Marcus Mạnh Cường Vũ est un réalisateur de films indépendants, scénariste, producteur et curateur. Il s'est fait connaître à l'international lorsque son premier film “Memento Mori: Earth” a été le seul film vietnamien sélectionné au Festival international du film de Busan 2022, concourant dans la catégorie New Currents – l'une des sections les plus prestigieuses pour les jeunes réalisateurs aux perspectives novatrices
Alors que le public attend la suite du projet Memento Mori, Marcus Mạnh Cường Vũ réserve d'autres surprises. En 2025, il lance la série d'événements “Reading Poetry Together” (Lire la poésie ensemble) dans des espaces culturels indépendants tels que de petits cafés, où poètes, amateurs de poésie et grand public peuvent se rencontrer, lire et dialoguer directement autour de recueils dans une atmosphère ouverte. Cette même année, il publie son premier recueil de poèmes, Hành trình tự do đi Sao Hoả (Voyage vers la liberté sur Mars) aux éditions des Femmes du Vietnam. Ainsi, notre conversation s'articule autour d'un thème particulier : la poésie dans le cinéma.

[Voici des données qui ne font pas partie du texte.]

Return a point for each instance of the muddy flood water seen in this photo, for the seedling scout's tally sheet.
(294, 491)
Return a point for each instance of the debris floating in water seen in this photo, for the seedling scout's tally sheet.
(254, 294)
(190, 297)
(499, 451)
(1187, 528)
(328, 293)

Bonjour, réalisateur Marcus Mạnh Cường Vũ. J'ai lu quelque part que chaque cinéaste tente de recréer dans chaque plan le monde qu'il voyait enfant. Lorsque vous étiez petit, avez-vous déjà imaginé devenir cinéaste ?
Enfant né à Son Tay, mon enfance a été bercée par les rêves de projection des années 1980. C'étaient des séances de cinéma en pellicule dans le stade, où j'étais fasciné par les faisceaux lumineux envoûtants du projecteur, donnant naissance à des personnages sur un large écran blanc au loin. C'étaient aussi des séances vidéo dans des salles bondées, où je me bousculais pour trouver une place sur un siège ou par terre, impatient de voir ces vies étranges se dérouler à l'écran.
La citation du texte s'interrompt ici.